Que cette transformation puisse se concilier avec l’immuable dogmatisme, les Chroniques du Roseau d’Or l’affirment et tendent à le prouver. Personne ne met en doute la fermeté et la ferveur des croyances auxquelles sont résolus à demeurer fidèles les écrivains qui abordent, en ce recueil, des problèmes distincts et importants, tels que le Destin de la culture ou la Chine et les Missions.
Néanmoins, de même qu’il y a des vérités religieuses absolument certaines, puisqu’elles sont la parole même de Dieu, et aussi des vérités philosophiques qu’on ne peut contester, parce que la valeur de la pensée et la réalité des êtres en dépendent, n’y a-t-il pas aussi des principes esthétiques dont la violation produit le désordre et l’anarchie?
Quand je rencontre dans: Veillée, des vers tels que ceux-ci:
Le voyageur n’a comme vêtements que les pellicules de l’eau pourrie.

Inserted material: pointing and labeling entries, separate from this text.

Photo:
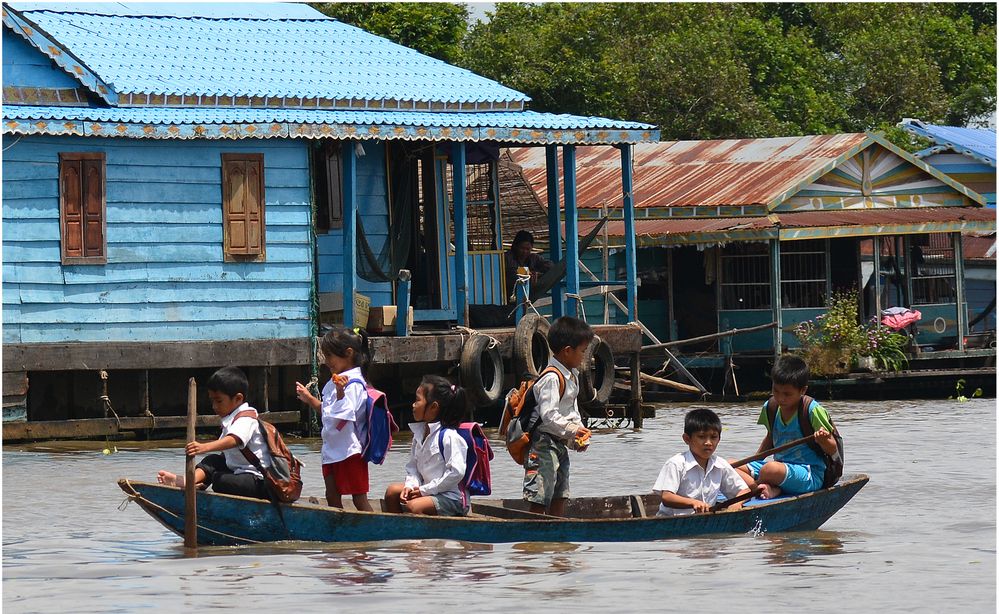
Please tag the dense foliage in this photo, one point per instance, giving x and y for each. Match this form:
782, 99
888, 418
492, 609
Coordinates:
834, 341
712, 70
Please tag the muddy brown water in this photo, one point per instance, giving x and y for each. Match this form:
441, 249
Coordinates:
920, 537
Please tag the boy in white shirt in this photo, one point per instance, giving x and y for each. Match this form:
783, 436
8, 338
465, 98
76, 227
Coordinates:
690, 482
229, 472
546, 469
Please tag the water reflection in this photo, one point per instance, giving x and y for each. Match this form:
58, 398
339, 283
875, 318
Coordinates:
799, 548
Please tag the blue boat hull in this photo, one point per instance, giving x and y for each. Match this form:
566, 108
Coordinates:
225, 520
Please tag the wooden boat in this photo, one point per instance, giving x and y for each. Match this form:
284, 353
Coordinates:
226, 520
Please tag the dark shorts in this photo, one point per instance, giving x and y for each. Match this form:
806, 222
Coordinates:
220, 477
546, 470
350, 475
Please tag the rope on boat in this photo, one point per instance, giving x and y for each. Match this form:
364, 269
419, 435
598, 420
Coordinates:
143, 502
523, 280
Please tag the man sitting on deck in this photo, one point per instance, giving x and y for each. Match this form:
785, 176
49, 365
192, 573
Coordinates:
521, 254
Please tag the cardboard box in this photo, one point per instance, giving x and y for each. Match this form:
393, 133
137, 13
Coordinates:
381, 320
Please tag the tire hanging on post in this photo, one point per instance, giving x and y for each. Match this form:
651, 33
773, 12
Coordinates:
596, 374
481, 370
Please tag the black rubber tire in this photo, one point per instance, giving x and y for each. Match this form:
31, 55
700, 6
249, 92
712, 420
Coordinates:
481, 370
530, 347
596, 374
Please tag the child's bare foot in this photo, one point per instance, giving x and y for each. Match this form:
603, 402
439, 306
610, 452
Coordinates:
768, 491
170, 479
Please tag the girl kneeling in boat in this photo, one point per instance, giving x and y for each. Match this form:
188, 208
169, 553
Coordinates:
435, 470
229, 472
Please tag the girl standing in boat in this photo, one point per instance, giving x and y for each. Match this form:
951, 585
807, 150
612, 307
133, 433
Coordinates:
436, 464
344, 415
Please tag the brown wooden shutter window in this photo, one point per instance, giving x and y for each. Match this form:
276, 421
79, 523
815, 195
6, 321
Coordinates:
243, 207
82, 208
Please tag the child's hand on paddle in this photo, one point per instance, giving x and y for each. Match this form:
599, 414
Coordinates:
194, 448
826, 441
340, 381
303, 394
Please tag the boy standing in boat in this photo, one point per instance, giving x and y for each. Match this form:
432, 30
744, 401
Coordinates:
802, 468
546, 469
229, 471
691, 481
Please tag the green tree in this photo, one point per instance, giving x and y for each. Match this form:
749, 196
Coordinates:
433, 28
746, 70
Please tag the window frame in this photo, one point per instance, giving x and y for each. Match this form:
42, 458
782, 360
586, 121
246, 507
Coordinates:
229, 256
82, 157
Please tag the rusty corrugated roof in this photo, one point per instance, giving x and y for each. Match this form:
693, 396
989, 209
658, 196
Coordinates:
695, 173
806, 219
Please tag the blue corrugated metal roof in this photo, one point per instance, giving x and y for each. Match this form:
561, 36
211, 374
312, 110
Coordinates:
978, 143
526, 120
259, 55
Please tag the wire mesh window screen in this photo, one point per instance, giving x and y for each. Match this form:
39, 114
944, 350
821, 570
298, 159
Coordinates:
803, 273
934, 277
481, 197
745, 276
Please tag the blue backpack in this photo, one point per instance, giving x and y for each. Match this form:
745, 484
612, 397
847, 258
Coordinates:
376, 431
477, 479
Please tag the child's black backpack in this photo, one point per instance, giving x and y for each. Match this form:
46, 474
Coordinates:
834, 466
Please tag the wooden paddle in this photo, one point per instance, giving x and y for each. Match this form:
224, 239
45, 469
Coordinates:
727, 502
766, 453
190, 488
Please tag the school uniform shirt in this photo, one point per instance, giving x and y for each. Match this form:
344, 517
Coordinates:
683, 476
345, 421
431, 471
247, 430
559, 416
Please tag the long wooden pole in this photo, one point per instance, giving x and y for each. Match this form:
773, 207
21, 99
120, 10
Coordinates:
190, 488
766, 453
734, 331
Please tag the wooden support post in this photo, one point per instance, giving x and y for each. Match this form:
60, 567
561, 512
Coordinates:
636, 389
523, 293
460, 231
349, 156
267, 389
962, 304
190, 488
402, 307
775, 294
554, 225
571, 231
630, 252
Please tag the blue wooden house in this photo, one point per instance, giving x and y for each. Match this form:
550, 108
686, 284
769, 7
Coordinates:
187, 186
750, 232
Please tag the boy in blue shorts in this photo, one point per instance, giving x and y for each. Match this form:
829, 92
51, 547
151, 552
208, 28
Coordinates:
802, 468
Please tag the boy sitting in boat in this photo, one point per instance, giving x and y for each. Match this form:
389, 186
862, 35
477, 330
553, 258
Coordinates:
802, 468
229, 472
691, 481
546, 469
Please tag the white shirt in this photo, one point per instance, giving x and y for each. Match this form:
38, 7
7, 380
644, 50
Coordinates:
345, 421
682, 475
429, 470
559, 417
247, 430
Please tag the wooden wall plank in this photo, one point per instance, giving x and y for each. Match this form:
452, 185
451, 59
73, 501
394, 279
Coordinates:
155, 355
101, 427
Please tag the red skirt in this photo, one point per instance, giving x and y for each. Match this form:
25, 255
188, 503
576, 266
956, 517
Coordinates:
350, 475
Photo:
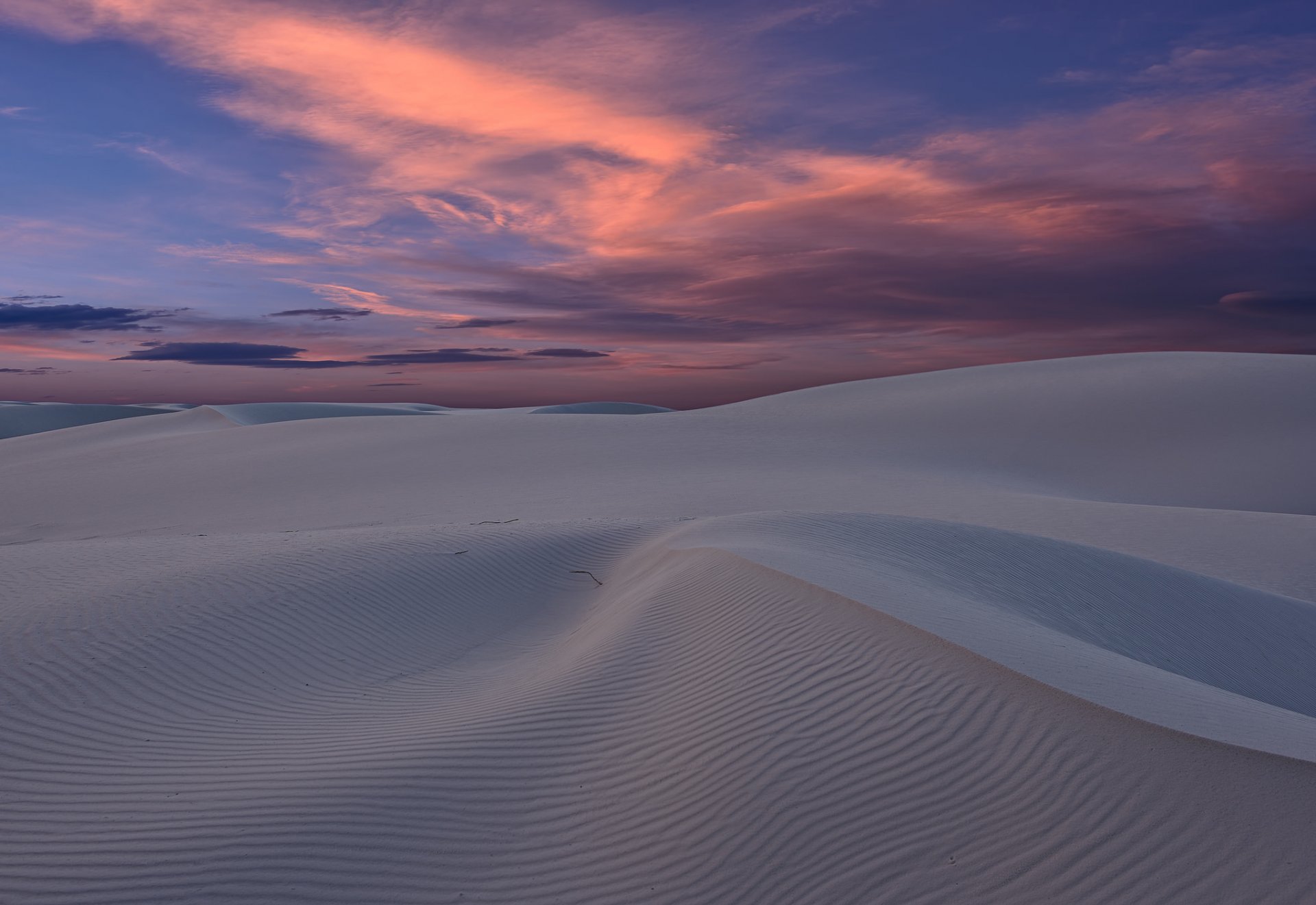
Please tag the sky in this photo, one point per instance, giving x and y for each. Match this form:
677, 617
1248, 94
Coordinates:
672, 201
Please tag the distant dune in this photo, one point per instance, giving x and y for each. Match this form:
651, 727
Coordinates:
1024, 633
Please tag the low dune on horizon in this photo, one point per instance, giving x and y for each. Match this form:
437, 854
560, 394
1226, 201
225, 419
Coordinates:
1032, 633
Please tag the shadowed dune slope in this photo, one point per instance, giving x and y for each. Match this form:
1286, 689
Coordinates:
1031, 633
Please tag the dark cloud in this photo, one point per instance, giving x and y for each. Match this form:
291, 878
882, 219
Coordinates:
440, 357
323, 313
20, 316
568, 353
474, 323
249, 354
729, 366
1271, 304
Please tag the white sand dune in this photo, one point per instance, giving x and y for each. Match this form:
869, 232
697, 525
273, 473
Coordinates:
1028, 633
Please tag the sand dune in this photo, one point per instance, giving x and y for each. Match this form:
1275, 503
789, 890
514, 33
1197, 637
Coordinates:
1028, 633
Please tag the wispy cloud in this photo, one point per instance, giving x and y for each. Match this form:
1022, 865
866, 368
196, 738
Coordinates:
478, 173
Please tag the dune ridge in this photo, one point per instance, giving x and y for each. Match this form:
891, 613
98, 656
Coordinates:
764, 653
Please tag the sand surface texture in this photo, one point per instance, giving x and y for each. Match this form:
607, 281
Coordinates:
1024, 633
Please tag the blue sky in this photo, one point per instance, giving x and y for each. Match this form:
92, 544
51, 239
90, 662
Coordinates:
681, 203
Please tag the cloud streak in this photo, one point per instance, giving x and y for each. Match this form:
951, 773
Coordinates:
476, 171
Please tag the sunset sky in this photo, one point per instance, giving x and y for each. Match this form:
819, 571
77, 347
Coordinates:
516, 201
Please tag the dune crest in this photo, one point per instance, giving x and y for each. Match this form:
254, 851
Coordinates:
1028, 633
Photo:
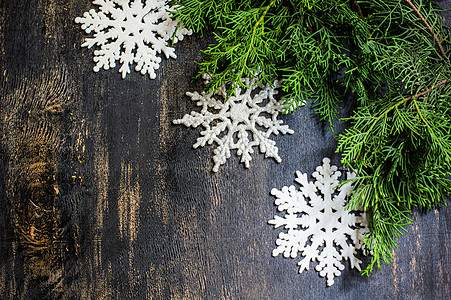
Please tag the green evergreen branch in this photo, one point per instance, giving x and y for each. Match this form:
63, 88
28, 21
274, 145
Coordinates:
442, 51
378, 54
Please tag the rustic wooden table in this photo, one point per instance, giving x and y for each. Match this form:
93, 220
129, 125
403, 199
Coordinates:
103, 198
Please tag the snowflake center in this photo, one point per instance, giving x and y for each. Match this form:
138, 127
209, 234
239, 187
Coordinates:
239, 112
133, 24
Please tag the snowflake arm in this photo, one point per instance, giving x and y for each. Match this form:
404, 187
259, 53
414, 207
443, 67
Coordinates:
131, 33
241, 122
322, 229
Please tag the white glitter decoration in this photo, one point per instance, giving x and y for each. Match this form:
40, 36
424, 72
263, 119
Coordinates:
242, 122
131, 32
322, 228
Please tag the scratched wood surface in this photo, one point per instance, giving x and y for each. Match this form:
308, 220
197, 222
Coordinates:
103, 198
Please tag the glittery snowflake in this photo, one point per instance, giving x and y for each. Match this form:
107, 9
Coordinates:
242, 122
131, 31
322, 228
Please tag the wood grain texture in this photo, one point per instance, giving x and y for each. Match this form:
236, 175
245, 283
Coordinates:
103, 198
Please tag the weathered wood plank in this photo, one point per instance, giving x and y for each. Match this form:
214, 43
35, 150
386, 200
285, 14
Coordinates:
124, 208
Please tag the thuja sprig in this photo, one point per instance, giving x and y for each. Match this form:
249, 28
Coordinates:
389, 57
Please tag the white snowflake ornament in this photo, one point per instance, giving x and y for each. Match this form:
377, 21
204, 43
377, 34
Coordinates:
131, 31
243, 121
322, 228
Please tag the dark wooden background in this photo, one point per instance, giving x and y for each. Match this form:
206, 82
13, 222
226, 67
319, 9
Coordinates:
103, 198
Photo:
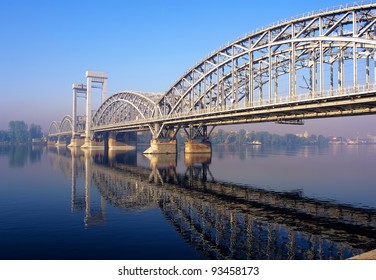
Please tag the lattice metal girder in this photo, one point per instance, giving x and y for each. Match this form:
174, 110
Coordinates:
54, 128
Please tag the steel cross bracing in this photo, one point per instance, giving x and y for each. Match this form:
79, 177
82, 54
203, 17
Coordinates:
318, 65
64, 127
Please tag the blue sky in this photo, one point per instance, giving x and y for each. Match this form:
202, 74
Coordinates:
45, 46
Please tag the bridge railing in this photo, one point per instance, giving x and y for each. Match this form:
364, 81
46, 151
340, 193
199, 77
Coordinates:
256, 104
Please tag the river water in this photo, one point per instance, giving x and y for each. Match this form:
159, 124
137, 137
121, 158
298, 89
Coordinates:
250, 202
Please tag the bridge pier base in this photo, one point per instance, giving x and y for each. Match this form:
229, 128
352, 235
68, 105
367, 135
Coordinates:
192, 147
61, 142
77, 142
93, 145
158, 147
127, 143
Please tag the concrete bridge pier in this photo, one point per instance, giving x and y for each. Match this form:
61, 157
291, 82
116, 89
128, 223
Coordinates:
51, 141
197, 139
77, 142
122, 141
95, 143
61, 141
162, 147
164, 139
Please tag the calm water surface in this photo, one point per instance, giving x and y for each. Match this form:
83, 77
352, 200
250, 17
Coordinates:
239, 203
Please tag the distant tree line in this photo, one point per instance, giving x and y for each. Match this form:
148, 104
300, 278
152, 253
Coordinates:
242, 137
20, 133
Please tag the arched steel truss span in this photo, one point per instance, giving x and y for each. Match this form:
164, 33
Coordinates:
316, 66
127, 106
326, 54
64, 127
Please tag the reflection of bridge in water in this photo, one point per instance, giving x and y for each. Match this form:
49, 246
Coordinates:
223, 220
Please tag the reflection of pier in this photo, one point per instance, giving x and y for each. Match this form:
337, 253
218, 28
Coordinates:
230, 221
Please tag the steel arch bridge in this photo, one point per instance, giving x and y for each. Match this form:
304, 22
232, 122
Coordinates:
62, 128
314, 66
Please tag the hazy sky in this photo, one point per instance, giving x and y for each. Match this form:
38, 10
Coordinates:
47, 45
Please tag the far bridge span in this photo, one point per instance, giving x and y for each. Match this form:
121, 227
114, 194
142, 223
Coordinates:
318, 65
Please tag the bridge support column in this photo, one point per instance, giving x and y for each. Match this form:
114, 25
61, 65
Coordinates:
197, 140
61, 142
51, 141
159, 147
96, 143
122, 141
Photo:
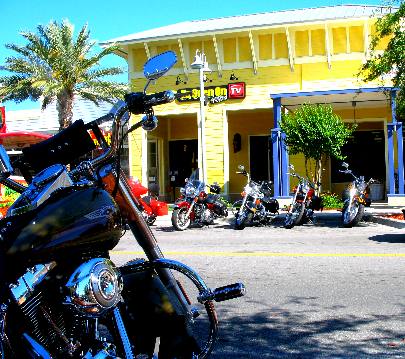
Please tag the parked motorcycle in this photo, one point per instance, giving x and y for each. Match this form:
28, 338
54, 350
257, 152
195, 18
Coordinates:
195, 206
304, 203
150, 206
355, 198
256, 206
61, 296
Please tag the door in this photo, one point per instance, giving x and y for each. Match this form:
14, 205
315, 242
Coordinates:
153, 163
260, 159
365, 154
183, 160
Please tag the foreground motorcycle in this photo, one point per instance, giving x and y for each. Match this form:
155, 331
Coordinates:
355, 198
148, 199
257, 206
61, 296
195, 206
304, 202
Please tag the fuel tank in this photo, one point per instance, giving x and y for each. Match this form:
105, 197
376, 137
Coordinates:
71, 222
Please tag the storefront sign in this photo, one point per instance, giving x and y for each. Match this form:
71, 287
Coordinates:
215, 94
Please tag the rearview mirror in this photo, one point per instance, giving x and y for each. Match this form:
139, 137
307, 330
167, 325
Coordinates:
158, 65
5, 165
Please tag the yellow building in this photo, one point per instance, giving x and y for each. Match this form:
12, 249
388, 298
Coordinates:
260, 65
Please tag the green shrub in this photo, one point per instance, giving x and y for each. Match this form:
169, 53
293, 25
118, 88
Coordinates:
331, 200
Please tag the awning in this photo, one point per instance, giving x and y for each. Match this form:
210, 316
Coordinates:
17, 140
361, 98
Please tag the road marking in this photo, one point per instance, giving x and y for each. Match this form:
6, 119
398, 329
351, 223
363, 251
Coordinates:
264, 254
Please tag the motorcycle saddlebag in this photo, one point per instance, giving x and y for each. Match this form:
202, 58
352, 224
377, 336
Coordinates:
65, 147
271, 204
220, 209
158, 207
316, 203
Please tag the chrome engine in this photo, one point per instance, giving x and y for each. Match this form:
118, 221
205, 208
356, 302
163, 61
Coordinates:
94, 287
61, 323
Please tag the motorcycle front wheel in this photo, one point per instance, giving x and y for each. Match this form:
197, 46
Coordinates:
180, 220
242, 218
294, 217
352, 214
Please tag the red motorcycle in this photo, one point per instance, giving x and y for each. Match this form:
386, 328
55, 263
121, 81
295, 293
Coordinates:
195, 206
151, 207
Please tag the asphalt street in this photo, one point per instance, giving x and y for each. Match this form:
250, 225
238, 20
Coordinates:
315, 291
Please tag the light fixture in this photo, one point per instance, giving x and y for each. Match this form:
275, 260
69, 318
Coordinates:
179, 81
206, 78
354, 110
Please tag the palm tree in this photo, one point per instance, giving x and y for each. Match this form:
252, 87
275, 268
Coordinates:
54, 66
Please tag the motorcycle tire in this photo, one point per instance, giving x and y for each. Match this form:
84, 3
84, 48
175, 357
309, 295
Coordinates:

J’ai le droit, sans doute, de préférer les Méditations, les Feuilles d’automne, les Nuits, à ces phrases symboliques, dont je ne suis pas très sûr d’interpréter comme il faut la signification.
Allons jusqu’au bout : si j’ignorais que les auteurs de ces poèmes difficiles sont des chrétiens, mes frères dans la foi, il est infiniment probable que cette littérature m’inspirerait une invincible répugnance: «Alors, vous êtes partial et injuste?» — C’est possible, après tout; mais n’est-il pas légitime que ma sympathie exerce une influence sur mes jugements? Sachant qu’il y a une harmonie réelle et profonde qui unit ma manière de pensée à celle des écrivains et des artistes qui traduisent à leur façon leurs convictions chrétiennes, j’éprouve à leur égard une complaisance que je ne ressens pas au même degré envers les mécréants. Je ne m’accuse pas, je ne m’excuse pas de cette intime disposition. Est-ce à dire que le catholicisme soit un indice de perfection littéraire? Ne me faites pas dire de bêtises: il y a des vers pieux qui ne valent pas les quatrains célébrant naguère les qualités des savons du Congo, des peintures pieuses inférieures aux images d’Épinal, des cantiques pieux qui sont d’ineptes mélodies; mais l’attention que provoquent les essais d’art nouveau aboutit parfois à des suggestions, à des recherches qui nous révèlent des aspects imprévus de l’immuable Vérité et de l’éternelle Beauté. Il est naturel, il est équitable d’incliner vers les œuvres de nos amis nos facultés de comprendre et d’aimer.
L’Express du Midi, Toulouse, 12 octobre 1926, p. 1.